Menurutnya, dakwahnya di Hong Kong terpaksa ia batalkan, setelah ia tahu kalau pengunjung (jamaah) ternyata dimintai bayaran oleh event organizer penyelenggara acara. "Saya enggak mau, justru saya yang protes," jelas Solmed.
Di depan EO, Solmed sempat mengancam, jika tetap minta bayaran dari jemaah, ia tidak bersedia datang dan berdakwah di Hong Kong. "Saya dakwah ikhlas, tapi di lokasi, jemaah disuruh bayar," ujarnya.
Kasus Ustad Solmed yang dianggap sebagai 'Ustad matre', tercium setelah media lokal setempat memberitakannya dengan judul 'Tarif Ustad Dipasang, EO Hongkong Meradang' pada tanggal 23 Juni 2013.
Ketika itu, Ustad Solmed dijadwalkan berdakwah di Lapangan Victoria.

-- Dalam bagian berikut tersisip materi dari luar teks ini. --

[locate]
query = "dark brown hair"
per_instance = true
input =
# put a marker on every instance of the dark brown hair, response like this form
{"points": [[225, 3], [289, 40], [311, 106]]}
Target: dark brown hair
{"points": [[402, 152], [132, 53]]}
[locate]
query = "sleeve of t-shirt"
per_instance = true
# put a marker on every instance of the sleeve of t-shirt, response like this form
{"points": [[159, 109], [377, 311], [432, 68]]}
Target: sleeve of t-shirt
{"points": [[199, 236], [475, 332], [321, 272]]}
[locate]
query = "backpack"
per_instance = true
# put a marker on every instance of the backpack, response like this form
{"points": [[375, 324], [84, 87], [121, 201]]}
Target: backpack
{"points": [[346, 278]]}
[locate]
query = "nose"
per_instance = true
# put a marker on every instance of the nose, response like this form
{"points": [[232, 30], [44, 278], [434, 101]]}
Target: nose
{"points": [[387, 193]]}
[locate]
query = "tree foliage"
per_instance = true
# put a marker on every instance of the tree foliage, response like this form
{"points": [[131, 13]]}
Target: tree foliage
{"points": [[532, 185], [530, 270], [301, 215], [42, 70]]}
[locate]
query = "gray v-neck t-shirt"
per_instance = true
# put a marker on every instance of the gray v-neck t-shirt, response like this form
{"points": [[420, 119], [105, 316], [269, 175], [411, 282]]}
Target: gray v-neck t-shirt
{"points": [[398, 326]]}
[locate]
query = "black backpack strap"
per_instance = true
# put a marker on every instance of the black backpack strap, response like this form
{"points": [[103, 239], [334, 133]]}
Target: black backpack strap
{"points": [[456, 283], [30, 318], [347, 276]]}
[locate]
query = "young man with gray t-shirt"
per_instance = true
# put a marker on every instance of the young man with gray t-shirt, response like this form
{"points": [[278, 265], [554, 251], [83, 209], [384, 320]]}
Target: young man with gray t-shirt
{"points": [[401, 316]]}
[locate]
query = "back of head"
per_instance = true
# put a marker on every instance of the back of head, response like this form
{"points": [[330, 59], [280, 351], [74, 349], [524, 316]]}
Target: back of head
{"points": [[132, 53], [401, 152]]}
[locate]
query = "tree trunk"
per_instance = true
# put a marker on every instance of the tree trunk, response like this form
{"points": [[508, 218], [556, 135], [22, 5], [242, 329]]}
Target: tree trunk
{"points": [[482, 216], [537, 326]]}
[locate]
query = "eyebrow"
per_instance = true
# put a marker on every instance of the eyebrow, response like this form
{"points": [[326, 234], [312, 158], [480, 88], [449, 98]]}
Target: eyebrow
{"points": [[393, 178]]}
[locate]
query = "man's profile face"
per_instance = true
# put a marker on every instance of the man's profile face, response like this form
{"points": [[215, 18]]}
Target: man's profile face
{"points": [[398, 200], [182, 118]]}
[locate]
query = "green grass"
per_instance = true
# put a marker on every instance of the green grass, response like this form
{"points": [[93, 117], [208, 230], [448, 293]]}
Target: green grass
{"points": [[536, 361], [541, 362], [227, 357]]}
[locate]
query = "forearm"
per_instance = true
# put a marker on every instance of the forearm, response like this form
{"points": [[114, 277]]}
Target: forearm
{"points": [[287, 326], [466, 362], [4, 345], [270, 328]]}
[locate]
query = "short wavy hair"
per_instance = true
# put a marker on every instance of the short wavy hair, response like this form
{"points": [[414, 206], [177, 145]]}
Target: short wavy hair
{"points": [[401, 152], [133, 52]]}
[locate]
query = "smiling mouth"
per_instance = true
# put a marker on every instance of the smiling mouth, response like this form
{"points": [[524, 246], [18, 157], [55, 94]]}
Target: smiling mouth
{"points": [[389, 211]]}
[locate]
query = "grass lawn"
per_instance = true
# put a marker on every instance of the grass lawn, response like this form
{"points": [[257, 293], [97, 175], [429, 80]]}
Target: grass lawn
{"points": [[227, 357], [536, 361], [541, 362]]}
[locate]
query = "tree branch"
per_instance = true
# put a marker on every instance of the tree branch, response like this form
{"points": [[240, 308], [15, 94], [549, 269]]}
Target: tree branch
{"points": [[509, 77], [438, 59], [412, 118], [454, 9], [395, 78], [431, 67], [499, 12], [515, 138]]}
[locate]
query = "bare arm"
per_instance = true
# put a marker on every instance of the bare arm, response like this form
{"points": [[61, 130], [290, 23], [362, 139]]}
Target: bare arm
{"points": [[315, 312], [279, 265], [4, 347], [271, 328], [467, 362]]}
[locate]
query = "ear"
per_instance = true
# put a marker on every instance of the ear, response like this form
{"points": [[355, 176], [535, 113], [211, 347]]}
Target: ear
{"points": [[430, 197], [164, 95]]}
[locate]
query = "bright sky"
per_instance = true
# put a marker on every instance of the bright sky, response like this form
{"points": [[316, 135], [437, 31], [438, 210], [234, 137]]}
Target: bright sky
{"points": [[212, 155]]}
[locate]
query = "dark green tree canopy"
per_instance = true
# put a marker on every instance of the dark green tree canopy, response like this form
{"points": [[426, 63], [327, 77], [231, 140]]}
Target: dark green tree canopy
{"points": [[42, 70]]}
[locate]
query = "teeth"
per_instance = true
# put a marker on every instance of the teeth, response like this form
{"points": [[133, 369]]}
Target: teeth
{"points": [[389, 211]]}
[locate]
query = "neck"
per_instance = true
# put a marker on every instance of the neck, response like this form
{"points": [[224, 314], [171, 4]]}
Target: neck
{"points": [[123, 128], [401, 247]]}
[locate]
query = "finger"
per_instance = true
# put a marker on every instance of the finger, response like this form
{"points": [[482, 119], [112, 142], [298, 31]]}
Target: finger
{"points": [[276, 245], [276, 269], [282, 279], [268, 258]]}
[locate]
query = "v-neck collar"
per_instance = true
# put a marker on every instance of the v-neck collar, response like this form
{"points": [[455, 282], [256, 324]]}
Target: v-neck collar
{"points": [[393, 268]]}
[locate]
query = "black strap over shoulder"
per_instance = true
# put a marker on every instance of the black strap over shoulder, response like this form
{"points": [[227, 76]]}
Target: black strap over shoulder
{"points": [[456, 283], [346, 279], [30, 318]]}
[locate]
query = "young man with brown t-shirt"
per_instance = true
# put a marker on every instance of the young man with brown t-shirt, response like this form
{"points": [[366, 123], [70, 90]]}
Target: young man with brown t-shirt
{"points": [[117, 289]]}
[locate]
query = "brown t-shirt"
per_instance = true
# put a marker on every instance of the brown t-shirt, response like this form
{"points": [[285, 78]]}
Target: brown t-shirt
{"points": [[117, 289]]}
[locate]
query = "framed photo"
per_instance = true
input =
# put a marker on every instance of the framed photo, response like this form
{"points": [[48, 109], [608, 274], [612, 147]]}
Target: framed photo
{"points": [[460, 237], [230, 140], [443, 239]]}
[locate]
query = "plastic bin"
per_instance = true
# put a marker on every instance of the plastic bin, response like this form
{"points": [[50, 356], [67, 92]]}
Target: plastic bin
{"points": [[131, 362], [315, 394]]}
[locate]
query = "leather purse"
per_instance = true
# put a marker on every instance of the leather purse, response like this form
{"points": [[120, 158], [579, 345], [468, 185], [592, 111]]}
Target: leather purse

Diceritakan dalam media lokal itu, sekelompok jemaah yang menamakan diri 'Thariqul Jannah' mengaku kecewa saat Solmed secara mendadak menaikkan honor tampil sepihak. Lifah Khalifah, Ketua Thariqul Jannah, mengaku kecewa. Lifah bahkan menyebutkan Solmed sebagai Ustadz materialistis.
Menurut Lifah, kesepakatan semula telah disetujui pihaknya dengan Solmed. Lewat telepon dan SMS, sang ustadz muda berumur 30 tahun itu menyetujui honor yang sudah disepakati. Selain honor tampil, Solmed juga setuju menerima tiket Jakarta-Hongkong PP untuk kelas ekonomi, penginapan dan konsumsi, serta tambahan dana transportasi lokal.
Namun, melalui manajernya, Rijal, Ustaz Solmed minta tambahan honor menjadi Rp 150 juta, serta tiket pesawat Jakarta-Hongkong PP untuk dua orang dan satu kamar mewah di hotel berbintang. Ustad Solmed tidak mau tinggal di penginapan 'ecek-ecek' yang disediakan TKI.